Monday, May 06, 2019, 11:47 GMT+7
Vietnam must not cling onto low-cost labor status: PM
Vietnamese Prime Minister Nguyen Xuan Phuc (R) shakes hands with workers’ representatives at an annual dialogue in Ho Chi Minh City on May 5, 2019. Photo: Duyen Phan / Tuoi Tre

Vietnam cannot brand itself as a cheap labor country and must strive to innovate if it was to compete economically on a global scale, Prime Minister Nguyen Xuan Phuc stressed at a dialogue with workers’ representatives in Ho Chi Minh City on Sunday.

Skilled workers create a chance for competitive development as Vietnam is intensively and extensively integrating into the world economy, PM Phuc said at the fourth edition of the annual meeting, joined by hundreds of workers from the country’s seven key economic regions.

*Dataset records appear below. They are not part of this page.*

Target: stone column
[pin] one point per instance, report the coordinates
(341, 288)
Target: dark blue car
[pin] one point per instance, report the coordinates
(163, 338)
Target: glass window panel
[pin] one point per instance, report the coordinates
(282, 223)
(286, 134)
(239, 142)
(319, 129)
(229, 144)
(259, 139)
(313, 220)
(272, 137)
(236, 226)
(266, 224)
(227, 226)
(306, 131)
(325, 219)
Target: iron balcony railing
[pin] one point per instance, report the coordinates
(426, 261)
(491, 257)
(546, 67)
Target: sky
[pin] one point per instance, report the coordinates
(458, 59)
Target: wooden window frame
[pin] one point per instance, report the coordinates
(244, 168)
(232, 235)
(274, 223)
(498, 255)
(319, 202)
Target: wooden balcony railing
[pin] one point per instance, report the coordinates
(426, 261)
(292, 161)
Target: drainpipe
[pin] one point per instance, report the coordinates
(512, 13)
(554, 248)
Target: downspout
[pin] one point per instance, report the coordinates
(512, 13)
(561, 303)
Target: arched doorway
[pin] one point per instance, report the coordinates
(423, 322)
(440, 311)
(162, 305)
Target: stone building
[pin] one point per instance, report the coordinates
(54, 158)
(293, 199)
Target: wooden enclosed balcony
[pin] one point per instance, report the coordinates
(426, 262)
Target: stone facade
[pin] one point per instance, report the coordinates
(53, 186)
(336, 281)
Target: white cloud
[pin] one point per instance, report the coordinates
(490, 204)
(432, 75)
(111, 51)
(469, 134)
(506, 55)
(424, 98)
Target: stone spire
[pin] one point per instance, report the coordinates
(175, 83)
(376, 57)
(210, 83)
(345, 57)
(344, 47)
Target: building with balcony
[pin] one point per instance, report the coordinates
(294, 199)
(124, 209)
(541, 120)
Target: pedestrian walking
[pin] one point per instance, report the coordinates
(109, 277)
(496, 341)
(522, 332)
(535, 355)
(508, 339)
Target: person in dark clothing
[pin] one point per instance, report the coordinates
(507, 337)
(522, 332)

Less than 19 percent of Vietnam’s 55.3 million working-age population are made up of skilled workers – those who have an intermediate professional education diploma or higher qualifications, the government leader said.

It is a modest number considering the high demands of building a competitive economy, he stressed.

“We must build a workforce that is better in both quality and quantity,” PM Phuc said.

Specific policies must become available to improve Vietnam’s number of highly-skilled workers, as they are a “national treasure” that serves as a locomotive for economic development and a magnet for foreign investment.

A skilled worker can earn five to ten times more than his or her low-skilled peers, the Vietnamese leader said.

“You don’t have to worry about robots taking your jobs when you are highly skilled,” he added.

Underlining Vietnam’s need to avoid going down the path of becoming a “low-cost labor country," the premiere said innovation and inventiveness are qualities any worker should strive for in this modern age.

Concluding the dialogue, PM Phuc affirmed that the government will continue to work out policies to raise workers’ salary and welfare.

He urged workers to never stop training professionally and to spend more time “reading books” to improve their knowledge of relevant issues.

“If you don't go the extra mile training yourself, success is not yours for the taking,” he said.